Describe your biggest accomplishment in your career so far: I think my biggest accomplishment to date is the wide breadth of experience I have accumulated in the alcoholic beverage industry. I have explored so many avenues of the beverage world, starting on bottling lines and then becoming the head of production floors. I have also done retail sales, both regular and high end, gaining the perspective of consumers and what excites them. I have also worked in a beverage development lab as a flavorist, learning the ins and outs of R&D and product development.

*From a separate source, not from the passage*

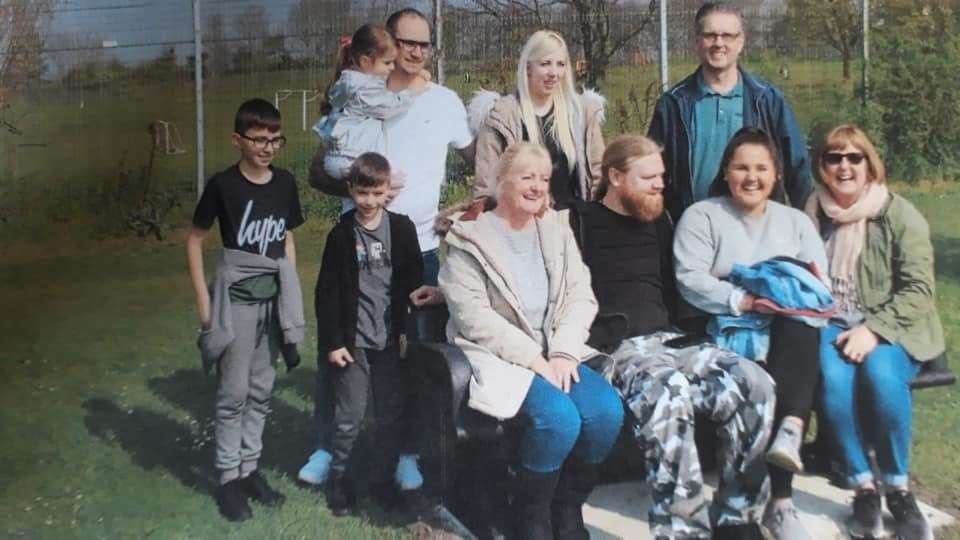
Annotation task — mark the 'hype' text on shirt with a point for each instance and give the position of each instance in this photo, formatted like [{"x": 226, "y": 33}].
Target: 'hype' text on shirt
[{"x": 260, "y": 232}]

How did COVID-19 change your perspective on your career and your life in general? I’m certain I’m not alone in saying that the physical and emotional trauma caused by COVID will be a long-lasting scar for many people. But for all the death and loss it has caused, it did have a silver lining in my own personal life. I had been working long hours for years; it had left me too exhausted to examine how I was feeling about my work, its impact, and how it made me feel. The COVID lockdowns allowed me to take a step back and gain that perspective, reevaluating what I valued. I saw the small impact I was making with my career and realized I could do and effect more. I also realized the impact a decade of living nomadically had and that I now desired to put down roots. I moved home to the East Coast last August to help some members of my family during what we were sure was to be a rough winter. It was so wonderful to not only be there for them, but to be close to them again. My goals and values have finally had the updates that I feel I needed to have for a long time now.
What led you to pursue an MBA at this point and what do you hope to do after graduation? It had become apparent to me that while I had gathered a wide array of experience, I had jumped from one interesting opportunity to the next without much direction. This had impeded me over time from reaching my goals and I knew it was time for a reset of sorts; a way to gather all that I have done and allow for it to propel me forward in a new way.
After talking to some of my mentors, it became clear that an MBA would be the perfect tool for this, building on my experiences rather than moving on without them, (something I didn’t want as I was proud of all I had accomplished so far). It is why I’m planning on a career in brand management after my graduation, as it calls for a wide perspective while still being able to pay attention to the details. Down the line, I hope to use the growth in leadership I will have gained in that role to be able to focus more on the sustainability of the brands and products in my portfolio.
What other MBA programs did you apply to? I predominantly was drawn to Midwest schools for their focus on marketing and consumer goods that did not have what I would consider overtly large class sizes and with strong industry and alumni networks. Kelley, Carlson, Washington University’s Olin School and Kellogg fit those requirements.
What advice would you give to help potential applicants gain admission into Indiana Kelley’s MBA program? Look past the published numbers and employment reports of the programs and really commit time to learning what you want from a program. While rankings are important, they do not tell you the full story of where your MBA can take you or the community where you’re striving to be a member. Talk to everyone you can to see if you will fit into the program’s culture and whether the community will have the most lasting impact on your MBA. This is a community that will be part of your professional career and it is important that you do more than mesh: You want to thrive within it. When it became apparent that I had done this form of legwork, I really felt that the Kelley administration and admissions really took note of it, which in turn made me feel that the program was the right one for me.